Week 2: Communicating Effectively…or do we?

Andrea
Organizational Communication @ Illinois Tech
3 min readJan 25, 2016

This week’s reading really delved into defining the different forms of communication that occur within an organization. These types of communications I erroneously believed only occurred within formal organizations and in workplace settings. However, this chapter illustrated how these forms of communication (info-transfer, transactional process, strategic control, and as balance of creativity and constraint) can apply to any form of communication we have with people regardless of the setting.

The most interesting aspect of this chapter for me, was reading how these different theories of communication can be applied outside the scope and use of formal “work” organizations. The idea that “all individuals are situated in multiple contexts and that as a situated individual the multiple contexts that we belong to inform[s] the interpretation of our selves” (Eisengberg Pg. 44–45). I’ve never really thought about how social media and the social networks that individuals belong to are a form of organization and that these theories can be applied here as well or more importantly should be applied here. However, it makes sense that the constraint of the self within these social spaces would be difficult to achieve as it is hard to distinguish what type of information we communicate should belong within specific compartments of our virtual selves.

Another thing that I found interesting was the application of these communication methods in the real world. I’ve always believed that it is a lot harder to execute theories of communication or leadership in real settings effectively, but perhaps this view is only a reflection of my own experiences. Having been a part of the workforce in settings that were both professional and not, I’ve experience the different approaches of communication outlined in this chapter. For me the two approaches that I identified with the most were the info-transfer approach and the communication as a balance of creativity and constraint. When I worked for a retail company, I felt very disconnected from the environment that I worked in. The policies, procedures, and needs of the company were often enforced and communicated in a top-down manner with very little room for communicating upwards or providing feedback on how these policies, procedures and needs affected the employees. The company issued out it’s requirements and needs for their business model and expected the employees to ensure that these things occurred. There was very little room for understanding or thinking about what it would take for they’re employees to perform effectively. I think this is the norm for many retail companies, especially as the “norm” for these has been increasingly changing over the years as the need to outdo one another becomes more dire in order to be a successful company.

The easiest way of observing this is by looking at how retail companies behave during peak holiday shopping times.
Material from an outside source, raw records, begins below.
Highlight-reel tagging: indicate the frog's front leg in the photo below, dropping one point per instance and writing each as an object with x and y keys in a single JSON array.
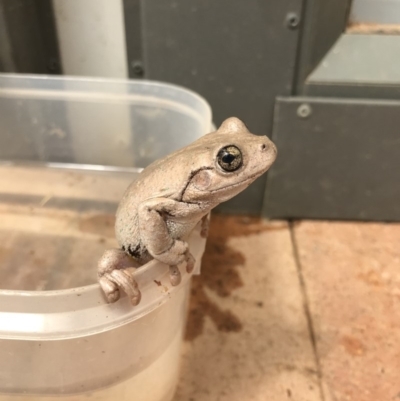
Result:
[
  {"x": 113, "y": 274},
  {"x": 158, "y": 240}
]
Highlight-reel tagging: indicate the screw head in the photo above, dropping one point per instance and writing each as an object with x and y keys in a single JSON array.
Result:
[
  {"x": 137, "y": 68},
  {"x": 292, "y": 21},
  {"x": 304, "y": 110}
]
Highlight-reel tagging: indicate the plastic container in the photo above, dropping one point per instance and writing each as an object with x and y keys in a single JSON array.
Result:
[{"x": 69, "y": 147}]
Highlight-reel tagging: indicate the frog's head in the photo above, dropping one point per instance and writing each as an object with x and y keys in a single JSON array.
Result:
[{"x": 227, "y": 161}]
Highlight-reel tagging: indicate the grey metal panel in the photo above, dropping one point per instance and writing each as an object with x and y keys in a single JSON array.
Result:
[
  {"x": 339, "y": 160},
  {"x": 29, "y": 44},
  {"x": 323, "y": 22},
  {"x": 238, "y": 54},
  {"x": 358, "y": 66},
  {"x": 133, "y": 34}
]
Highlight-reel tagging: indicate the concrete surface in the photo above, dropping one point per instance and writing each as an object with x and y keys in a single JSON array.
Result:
[{"x": 309, "y": 311}]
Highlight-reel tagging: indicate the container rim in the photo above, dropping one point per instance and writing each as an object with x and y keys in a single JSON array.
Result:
[
  {"x": 13, "y": 84},
  {"x": 83, "y": 311}
]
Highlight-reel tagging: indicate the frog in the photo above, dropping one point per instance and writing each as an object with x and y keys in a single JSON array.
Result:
[{"x": 172, "y": 196}]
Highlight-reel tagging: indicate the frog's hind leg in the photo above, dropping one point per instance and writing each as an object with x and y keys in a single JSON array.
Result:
[{"x": 114, "y": 274}]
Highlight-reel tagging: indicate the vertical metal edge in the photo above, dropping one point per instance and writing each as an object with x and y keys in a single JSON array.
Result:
[{"x": 134, "y": 38}]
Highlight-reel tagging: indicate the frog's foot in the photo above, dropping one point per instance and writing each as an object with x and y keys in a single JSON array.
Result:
[
  {"x": 174, "y": 275},
  {"x": 114, "y": 274},
  {"x": 190, "y": 262},
  {"x": 205, "y": 226},
  {"x": 117, "y": 280}
]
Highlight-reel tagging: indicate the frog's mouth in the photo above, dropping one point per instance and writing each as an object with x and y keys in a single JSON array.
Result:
[{"x": 249, "y": 180}]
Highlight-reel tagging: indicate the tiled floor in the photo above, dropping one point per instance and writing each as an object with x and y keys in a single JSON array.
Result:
[{"x": 309, "y": 311}]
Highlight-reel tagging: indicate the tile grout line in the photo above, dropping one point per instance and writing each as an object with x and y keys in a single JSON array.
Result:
[{"x": 307, "y": 310}]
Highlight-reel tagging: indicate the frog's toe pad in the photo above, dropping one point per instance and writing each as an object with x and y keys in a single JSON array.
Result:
[
  {"x": 110, "y": 290},
  {"x": 190, "y": 262},
  {"x": 120, "y": 280},
  {"x": 174, "y": 275}
]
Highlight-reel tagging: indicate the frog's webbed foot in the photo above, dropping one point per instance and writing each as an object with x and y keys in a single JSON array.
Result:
[
  {"x": 177, "y": 254},
  {"x": 114, "y": 275}
]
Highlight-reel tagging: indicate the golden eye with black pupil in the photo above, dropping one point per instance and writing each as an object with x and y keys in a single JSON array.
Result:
[{"x": 230, "y": 158}]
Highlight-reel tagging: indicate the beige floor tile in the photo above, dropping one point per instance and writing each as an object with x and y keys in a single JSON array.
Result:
[
  {"x": 247, "y": 337},
  {"x": 352, "y": 278}
]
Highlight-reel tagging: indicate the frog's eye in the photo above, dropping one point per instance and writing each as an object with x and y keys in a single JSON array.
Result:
[{"x": 230, "y": 158}]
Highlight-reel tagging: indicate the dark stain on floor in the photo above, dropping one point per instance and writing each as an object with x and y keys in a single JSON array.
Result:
[{"x": 220, "y": 272}]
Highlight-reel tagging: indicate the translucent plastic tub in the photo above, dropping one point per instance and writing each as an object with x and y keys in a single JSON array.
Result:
[{"x": 68, "y": 150}]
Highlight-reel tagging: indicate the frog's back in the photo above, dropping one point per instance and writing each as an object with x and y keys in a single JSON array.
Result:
[{"x": 165, "y": 178}]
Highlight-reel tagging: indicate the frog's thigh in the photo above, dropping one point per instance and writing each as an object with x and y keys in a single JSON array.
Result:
[{"x": 152, "y": 226}]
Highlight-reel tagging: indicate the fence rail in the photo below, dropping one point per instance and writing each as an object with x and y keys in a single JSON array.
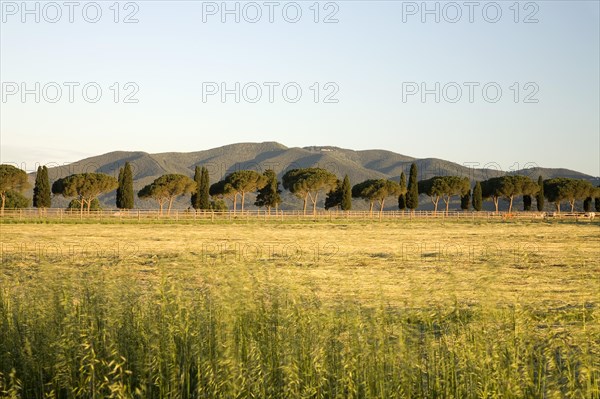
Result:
[{"x": 200, "y": 215}]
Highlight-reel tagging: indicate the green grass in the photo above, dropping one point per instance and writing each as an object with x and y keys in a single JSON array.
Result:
[{"x": 419, "y": 309}]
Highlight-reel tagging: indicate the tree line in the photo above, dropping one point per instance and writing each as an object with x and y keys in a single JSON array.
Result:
[{"x": 305, "y": 183}]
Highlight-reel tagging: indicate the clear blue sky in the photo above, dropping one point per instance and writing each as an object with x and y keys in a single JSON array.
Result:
[{"x": 370, "y": 54}]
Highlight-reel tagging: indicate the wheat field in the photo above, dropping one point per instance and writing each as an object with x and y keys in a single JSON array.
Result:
[{"x": 396, "y": 309}]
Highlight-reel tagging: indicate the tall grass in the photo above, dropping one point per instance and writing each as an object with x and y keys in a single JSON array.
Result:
[
  {"x": 100, "y": 334},
  {"x": 168, "y": 322}
]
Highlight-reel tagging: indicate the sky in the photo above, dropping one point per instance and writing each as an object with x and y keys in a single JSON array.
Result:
[{"x": 507, "y": 83}]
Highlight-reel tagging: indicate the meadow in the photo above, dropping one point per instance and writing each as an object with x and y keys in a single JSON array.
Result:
[{"x": 391, "y": 309}]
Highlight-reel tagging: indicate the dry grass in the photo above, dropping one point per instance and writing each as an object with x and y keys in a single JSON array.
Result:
[{"x": 360, "y": 309}]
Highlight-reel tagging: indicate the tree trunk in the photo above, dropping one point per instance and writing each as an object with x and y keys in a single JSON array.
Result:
[
  {"x": 170, "y": 205},
  {"x": 447, "y": 202},
  {"x": 305, "y": 200},
  {"x": 435, "y": 202}
]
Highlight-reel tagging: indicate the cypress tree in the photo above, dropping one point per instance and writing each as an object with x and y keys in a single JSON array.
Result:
[
  {"x": 402, "y": 197},
  {"x": 41, "y": 191},
  {"x": 203, "y": 189},
  {"x": 412, "y": 195},
  {"x": 527, "y": 200},
  {"x": 587, "y": 204},
  {"x": 119, "y": 199},
  {"x": 127, "y": 187},
  {"x": 539, "y": 198},
  {"x": 465, "y": 201},
  {"x": 477, "y": 197},
  {"x": 334, "y": 197},
  {"x": 346, "y": 194},
  {"x": 196, "y": 194}
]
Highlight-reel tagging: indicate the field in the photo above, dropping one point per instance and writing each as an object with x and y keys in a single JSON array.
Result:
[{"x": 393, "y": 309}]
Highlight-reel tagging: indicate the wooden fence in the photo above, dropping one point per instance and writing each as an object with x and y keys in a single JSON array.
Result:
[{"x": 59, "y": 214}]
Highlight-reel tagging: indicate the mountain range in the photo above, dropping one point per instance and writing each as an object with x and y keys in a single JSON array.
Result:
[{"x": 358, "y": 165}]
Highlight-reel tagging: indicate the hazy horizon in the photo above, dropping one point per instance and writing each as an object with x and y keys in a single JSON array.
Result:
[{"x": 373, "y": 75}]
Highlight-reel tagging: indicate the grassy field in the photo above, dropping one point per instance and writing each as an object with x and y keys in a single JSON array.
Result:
[{"x": 421, "y": 309}]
In recent years the trend of retail shopping has shifted to include longer times that stores are opened, having more employees on hand and trying to please the consumer population. Companies struggle to juggle the needs of their consumers with the needs of their employees, often types the former outweighing the latter. It isn’t until consumers are part of this type of workforce that people understand how difficult these jobs are.

I think out of all of these theories have organizational settings where they are all effective. Sometimes the communication between consumers and retail organizations need to use the information- transactional method as they inform their consumers to behave a certain way (establishing open/close hours, the type of advertisement that they use, featuring specific items on sale depending on the season/cycle of the year) while at the same time using the strategic control form of communication as they use strategic ambiguity to force a specific understanding and interpretation of their consumers (like Victoria Secret’s “A body for everybody” ad that received negative feedback when people felt that although their ad expressed that their garments were sized for everybody they visuals did not represent a diverse body type) or McDonald’s “I’m loving it” slogan.

I think it’s interesting how this type of abstract communication still seems to deliver the message that these type of organizations are trying to convey when oftentimes effective communication strives to move away from ambiguous behavior in an effort to be clear and effective. The questions that come to mind regarding this method is how much conditioning does a person have to receive before they can read into “the right” type of message? and when does the diversity of the receiver becomes unified to how others interpret these messages?